Social networking apps are challenging games as the most popular titles for smartphone users, according to analytics company Flurry.
The company said that when measured in terms of minutes of use, games and social networking apps are now tied, at 24 minutes per day. Significantly, when compared to the first quarter of 2011, use of games has decreased from 25 minutes, while social apps grew from 15 minutes.
Indeed, social networking apps are largely driving the increase in app use – categories, such as news, entertainment, and “other,” were largely flat in terms of use.
Flurry also tracked the distribution of revenue between app developers using its AppCircle ad network.
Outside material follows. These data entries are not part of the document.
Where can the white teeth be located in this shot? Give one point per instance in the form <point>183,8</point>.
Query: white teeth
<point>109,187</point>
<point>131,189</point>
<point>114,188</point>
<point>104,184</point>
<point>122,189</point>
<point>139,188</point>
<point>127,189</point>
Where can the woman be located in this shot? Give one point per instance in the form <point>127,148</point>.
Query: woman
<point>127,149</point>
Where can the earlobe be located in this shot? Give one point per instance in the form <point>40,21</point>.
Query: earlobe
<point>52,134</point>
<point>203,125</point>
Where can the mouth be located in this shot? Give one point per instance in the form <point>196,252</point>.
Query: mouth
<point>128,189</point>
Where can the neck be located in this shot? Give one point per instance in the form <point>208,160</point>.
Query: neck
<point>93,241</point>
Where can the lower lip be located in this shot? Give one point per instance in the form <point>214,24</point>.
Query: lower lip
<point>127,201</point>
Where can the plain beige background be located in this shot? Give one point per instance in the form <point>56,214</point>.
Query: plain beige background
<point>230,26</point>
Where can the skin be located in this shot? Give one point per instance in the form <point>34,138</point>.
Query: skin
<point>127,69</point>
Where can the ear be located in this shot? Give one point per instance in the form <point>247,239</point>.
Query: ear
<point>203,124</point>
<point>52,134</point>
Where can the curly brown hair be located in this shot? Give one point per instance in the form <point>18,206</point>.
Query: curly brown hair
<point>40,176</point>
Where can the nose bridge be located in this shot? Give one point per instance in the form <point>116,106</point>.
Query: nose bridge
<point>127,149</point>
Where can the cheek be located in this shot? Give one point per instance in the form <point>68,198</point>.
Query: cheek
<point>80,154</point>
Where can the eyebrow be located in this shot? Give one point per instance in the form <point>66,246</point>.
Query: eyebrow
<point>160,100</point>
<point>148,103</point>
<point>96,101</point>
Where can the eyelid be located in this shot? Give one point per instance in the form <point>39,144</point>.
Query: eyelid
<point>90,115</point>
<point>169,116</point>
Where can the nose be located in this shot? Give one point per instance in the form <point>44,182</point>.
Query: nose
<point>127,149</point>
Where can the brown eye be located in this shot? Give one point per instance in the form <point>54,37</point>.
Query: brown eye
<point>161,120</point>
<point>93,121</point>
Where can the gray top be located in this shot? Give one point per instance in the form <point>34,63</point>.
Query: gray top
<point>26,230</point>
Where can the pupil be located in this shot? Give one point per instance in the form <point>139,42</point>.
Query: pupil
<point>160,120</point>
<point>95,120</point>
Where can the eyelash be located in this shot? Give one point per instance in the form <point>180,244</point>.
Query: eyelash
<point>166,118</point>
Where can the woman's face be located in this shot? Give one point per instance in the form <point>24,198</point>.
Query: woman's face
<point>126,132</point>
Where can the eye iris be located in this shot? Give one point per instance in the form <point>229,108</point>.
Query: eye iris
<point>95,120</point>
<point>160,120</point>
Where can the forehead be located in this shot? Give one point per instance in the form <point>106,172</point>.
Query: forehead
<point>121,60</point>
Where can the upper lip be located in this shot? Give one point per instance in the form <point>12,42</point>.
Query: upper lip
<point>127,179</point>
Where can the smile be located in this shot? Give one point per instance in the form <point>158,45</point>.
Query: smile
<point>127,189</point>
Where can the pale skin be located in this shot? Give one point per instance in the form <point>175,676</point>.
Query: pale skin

Here again, social networking is the category on the move, growing its share from 24 percent in February 2012 to 37 percent in April 2012.
Interestingly, this was not at the expense of the games category, which saw its share increase from 35 percent to 36 percent.
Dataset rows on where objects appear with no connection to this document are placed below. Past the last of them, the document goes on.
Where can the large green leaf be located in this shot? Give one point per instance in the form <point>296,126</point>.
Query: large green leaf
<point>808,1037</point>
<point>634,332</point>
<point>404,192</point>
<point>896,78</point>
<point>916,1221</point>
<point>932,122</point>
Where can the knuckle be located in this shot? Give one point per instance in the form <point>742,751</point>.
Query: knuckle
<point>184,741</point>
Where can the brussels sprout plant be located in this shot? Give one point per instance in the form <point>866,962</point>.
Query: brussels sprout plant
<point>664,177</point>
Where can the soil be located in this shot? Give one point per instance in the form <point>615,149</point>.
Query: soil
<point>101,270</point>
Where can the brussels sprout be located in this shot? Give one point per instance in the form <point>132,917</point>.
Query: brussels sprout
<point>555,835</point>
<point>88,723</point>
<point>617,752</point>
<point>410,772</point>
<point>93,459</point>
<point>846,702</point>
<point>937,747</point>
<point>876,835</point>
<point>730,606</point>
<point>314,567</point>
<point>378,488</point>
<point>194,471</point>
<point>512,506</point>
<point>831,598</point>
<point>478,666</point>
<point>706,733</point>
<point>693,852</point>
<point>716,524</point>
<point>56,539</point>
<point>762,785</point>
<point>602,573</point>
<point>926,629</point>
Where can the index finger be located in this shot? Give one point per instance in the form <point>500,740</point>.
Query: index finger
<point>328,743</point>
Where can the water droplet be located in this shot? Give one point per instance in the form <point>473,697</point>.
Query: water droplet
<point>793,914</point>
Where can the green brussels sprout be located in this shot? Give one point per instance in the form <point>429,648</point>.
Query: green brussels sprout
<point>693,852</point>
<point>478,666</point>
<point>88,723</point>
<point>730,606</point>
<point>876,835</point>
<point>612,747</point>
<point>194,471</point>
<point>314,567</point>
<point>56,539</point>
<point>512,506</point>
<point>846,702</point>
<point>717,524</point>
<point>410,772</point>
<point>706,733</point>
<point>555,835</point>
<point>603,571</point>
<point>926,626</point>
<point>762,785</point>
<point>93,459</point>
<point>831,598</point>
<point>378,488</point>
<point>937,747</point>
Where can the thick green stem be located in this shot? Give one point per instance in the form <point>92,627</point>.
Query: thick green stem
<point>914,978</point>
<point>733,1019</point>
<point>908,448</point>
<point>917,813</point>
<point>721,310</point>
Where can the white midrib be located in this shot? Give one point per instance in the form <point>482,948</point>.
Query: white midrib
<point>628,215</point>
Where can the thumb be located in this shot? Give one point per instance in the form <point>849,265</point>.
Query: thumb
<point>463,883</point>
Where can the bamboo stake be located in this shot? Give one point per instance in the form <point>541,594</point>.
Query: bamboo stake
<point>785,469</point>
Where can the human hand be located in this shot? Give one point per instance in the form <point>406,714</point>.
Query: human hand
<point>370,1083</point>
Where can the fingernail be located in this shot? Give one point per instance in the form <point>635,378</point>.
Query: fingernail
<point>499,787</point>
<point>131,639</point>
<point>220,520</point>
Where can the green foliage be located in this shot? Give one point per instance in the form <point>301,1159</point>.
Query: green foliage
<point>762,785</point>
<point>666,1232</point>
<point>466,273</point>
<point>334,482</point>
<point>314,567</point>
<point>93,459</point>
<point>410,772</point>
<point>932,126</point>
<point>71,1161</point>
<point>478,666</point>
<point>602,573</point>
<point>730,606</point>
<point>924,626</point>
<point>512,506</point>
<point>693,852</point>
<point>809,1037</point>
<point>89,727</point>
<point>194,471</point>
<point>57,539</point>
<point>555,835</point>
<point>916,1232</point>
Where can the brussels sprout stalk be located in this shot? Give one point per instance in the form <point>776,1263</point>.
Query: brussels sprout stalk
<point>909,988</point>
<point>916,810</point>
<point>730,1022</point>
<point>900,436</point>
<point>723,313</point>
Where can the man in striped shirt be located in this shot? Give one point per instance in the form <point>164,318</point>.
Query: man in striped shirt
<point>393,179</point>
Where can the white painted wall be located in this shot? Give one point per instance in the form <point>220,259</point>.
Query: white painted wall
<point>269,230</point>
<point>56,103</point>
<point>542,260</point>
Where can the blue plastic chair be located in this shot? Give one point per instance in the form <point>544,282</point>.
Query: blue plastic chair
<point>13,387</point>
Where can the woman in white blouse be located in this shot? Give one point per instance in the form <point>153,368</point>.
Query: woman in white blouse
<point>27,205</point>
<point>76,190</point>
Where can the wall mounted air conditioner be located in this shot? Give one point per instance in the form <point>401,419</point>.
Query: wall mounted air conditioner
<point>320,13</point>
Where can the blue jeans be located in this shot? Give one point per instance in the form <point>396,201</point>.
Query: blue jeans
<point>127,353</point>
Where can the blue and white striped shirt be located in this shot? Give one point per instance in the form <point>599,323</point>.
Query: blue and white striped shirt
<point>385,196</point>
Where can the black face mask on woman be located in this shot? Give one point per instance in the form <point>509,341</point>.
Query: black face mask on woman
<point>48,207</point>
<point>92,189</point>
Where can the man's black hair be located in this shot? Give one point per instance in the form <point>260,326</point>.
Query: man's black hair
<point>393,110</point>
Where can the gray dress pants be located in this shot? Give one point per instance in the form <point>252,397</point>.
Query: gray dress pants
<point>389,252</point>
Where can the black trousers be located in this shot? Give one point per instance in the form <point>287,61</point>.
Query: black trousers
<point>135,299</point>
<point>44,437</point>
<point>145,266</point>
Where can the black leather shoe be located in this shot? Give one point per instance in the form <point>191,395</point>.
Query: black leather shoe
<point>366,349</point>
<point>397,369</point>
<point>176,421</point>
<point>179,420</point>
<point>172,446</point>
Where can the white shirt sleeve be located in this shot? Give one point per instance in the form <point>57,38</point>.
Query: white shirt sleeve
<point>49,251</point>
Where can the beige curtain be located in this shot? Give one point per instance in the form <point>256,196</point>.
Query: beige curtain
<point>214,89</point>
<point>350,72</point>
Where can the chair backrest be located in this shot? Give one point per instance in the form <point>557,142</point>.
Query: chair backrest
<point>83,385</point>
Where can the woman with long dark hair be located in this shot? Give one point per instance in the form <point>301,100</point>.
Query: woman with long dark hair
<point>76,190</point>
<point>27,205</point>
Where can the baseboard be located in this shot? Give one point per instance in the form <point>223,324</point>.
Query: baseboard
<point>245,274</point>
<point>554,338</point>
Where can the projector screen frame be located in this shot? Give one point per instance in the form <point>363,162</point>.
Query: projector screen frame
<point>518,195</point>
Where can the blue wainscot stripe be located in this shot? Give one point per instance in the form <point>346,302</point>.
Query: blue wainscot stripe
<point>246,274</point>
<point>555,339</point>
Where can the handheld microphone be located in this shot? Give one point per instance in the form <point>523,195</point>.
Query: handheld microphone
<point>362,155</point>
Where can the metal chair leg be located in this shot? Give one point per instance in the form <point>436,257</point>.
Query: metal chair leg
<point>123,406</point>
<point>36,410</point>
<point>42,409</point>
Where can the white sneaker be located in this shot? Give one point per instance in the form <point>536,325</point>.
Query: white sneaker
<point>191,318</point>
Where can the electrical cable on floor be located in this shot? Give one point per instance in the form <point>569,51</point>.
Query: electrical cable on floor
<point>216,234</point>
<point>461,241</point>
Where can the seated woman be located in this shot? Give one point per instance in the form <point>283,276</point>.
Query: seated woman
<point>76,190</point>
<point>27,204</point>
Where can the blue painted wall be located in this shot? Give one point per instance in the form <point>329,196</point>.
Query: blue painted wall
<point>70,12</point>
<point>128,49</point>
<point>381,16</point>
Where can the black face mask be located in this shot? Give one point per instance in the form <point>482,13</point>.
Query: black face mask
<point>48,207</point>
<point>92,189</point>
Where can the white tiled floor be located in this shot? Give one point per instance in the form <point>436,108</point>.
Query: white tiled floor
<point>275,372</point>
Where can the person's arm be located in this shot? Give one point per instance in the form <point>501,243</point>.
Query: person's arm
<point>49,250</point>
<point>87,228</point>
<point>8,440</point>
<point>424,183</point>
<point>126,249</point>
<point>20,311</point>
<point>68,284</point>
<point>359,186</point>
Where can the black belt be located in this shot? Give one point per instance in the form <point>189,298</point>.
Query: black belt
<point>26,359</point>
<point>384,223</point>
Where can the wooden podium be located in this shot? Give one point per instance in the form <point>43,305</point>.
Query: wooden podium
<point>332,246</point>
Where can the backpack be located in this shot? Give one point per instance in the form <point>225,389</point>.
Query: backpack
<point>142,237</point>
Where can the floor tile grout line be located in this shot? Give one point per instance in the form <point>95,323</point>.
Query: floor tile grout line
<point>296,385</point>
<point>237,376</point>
It was the “other” category that was squeezed (Flurry split spend into three), shrinking from 41 percent of the total to 28 percent.
The company noted that “this is the first time in Flurry’s history that any category has surpassed games in ad revenue generation,” since it launched its services in summer 2010.
It warned: “as we reach saturation for mobile gaming on a per-user basis (one consumer can play only so many free-to-play games), the games category could start behaving more like a ‘zero sum game’ from here on out, meaning that games companies would have to fight over a finite group of consumers in order to grow their businesses.”
“For one app to grow, it would have to take from its competitors,” Flurry said.